It is also evident from the map that the headlights must have illuminated May Street east of the intersection before the car turned across the street toward Johnson Street, and Baummer testified that before he started to turn his lights were on May Street about half way up the hill. From this it might have been held that he should have seen the approach of the children before he did, which was only when they were no more than twenty or thirty feet distant, and in time to save them from harm, by stopping on his right-hand side of May Street, or otherwise.
A conclusion of negligence on any of these grounds was not unreasonable in law, and would be sufficient to support the verdict irrespective of the sufficiency of proof of the further allegation that the defendant's driver failed to turn to the right of the intersection of the two streets but turned to the left thereof and was negligent in so doing. It was the province of the jury also to determine whether the defendant's servant was confronted with such an emergency, not to be anticipated by the exercise of reasonable care, as to excuse an error of judgment in stopping the car as and when he did, and they might reasonably have resolved this question adversely to the defendant's claims. Horton v. Macdonald, 105 Conn. 356, 365, 135 A. 442.

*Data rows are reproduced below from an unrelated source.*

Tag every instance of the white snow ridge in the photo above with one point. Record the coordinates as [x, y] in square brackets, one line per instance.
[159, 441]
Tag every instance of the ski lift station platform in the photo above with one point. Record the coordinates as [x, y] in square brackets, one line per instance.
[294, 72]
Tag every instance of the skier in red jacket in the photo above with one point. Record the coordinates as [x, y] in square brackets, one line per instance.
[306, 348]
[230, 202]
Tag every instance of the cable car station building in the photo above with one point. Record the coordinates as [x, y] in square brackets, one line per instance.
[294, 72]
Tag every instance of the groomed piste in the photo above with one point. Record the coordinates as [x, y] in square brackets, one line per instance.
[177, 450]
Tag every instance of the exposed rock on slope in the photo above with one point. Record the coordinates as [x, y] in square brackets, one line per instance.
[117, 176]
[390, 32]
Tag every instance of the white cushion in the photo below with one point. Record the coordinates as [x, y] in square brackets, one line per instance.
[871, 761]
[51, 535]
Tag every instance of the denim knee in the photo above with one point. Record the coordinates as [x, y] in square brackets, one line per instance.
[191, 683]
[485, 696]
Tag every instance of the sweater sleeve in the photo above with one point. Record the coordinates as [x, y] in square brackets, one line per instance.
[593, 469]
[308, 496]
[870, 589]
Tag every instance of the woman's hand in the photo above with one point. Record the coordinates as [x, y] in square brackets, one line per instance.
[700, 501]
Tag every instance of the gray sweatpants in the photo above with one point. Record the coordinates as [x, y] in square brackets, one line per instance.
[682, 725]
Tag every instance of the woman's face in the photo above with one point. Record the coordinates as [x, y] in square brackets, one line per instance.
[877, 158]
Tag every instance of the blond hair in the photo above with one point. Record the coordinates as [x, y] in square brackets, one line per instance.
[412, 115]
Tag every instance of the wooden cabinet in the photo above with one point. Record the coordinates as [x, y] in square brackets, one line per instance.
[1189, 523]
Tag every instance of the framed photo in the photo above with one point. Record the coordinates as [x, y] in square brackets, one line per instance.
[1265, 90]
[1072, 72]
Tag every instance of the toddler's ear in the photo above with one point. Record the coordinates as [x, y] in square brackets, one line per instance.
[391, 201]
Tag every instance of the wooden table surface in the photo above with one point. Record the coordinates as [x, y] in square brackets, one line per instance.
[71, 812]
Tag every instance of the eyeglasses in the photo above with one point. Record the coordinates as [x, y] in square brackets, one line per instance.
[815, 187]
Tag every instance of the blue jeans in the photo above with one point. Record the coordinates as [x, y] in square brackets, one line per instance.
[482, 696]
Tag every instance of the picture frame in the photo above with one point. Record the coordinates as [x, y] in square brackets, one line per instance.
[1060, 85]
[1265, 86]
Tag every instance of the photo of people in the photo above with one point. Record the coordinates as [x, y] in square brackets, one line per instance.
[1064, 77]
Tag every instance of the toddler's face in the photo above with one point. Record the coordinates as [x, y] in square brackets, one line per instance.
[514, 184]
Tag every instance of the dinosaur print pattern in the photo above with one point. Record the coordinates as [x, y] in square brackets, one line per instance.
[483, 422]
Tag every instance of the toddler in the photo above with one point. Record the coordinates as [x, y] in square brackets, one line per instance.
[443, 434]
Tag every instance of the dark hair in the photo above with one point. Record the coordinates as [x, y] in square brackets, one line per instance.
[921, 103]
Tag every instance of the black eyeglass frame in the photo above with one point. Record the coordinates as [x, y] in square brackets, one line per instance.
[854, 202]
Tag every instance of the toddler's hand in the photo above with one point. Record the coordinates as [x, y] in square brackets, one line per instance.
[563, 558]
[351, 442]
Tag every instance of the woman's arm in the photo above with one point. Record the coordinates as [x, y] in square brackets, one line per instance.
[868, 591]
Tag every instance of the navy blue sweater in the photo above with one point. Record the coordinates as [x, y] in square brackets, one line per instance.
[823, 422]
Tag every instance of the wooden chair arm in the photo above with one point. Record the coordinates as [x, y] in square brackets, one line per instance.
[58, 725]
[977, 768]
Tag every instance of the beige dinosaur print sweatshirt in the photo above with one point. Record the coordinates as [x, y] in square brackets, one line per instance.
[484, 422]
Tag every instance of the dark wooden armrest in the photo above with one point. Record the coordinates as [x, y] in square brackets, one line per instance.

Plaintiff's intestate, John Oginskas, was twelve years of age, the other boy, Carl Uecker, was thirteen. Uecker was riding on the sled, lying on his stomach, and Oginskas lay in a similar position, on top of Uecker. The trial court ruled that the only reasonable conclusion to be reached was that the boys, by reason of the manner in which they were riding, either were not looking ahead or, if they saw the defendant's car, the speed of the sled and the weight of the Oginskas boy on top prevented Uecker from so steering the sled as to avoid the collision, and that the plaintiff's intestate therefore was guilty of contributory negligence defeating recovery. Whatever might be suggested as to any difference of situation, and consequent duty, as between Oginskas, who was in a sense a passenger, and Uecker as the operator of the sled, we are unable to agree that, upon the evidence, the jury were constrained to find, if acting fairly and reasonably, that these boys in so riding were doing other than what naturally might be expected of reasonably intelligent children of their age and understanding, or from reaching a conclusion that failure to change direction of the sled was due to proximity of the car when it turned across the natural and proper course of the sled, rather than failure of the boys to observe conditions or physical inability to control and change such course. On the contrary, we think that the jury might reasonably have found the boys not guilty of contributory negligence. Sedita v. Steinberg, 105 Conn. 1, 10, 134 A. 243.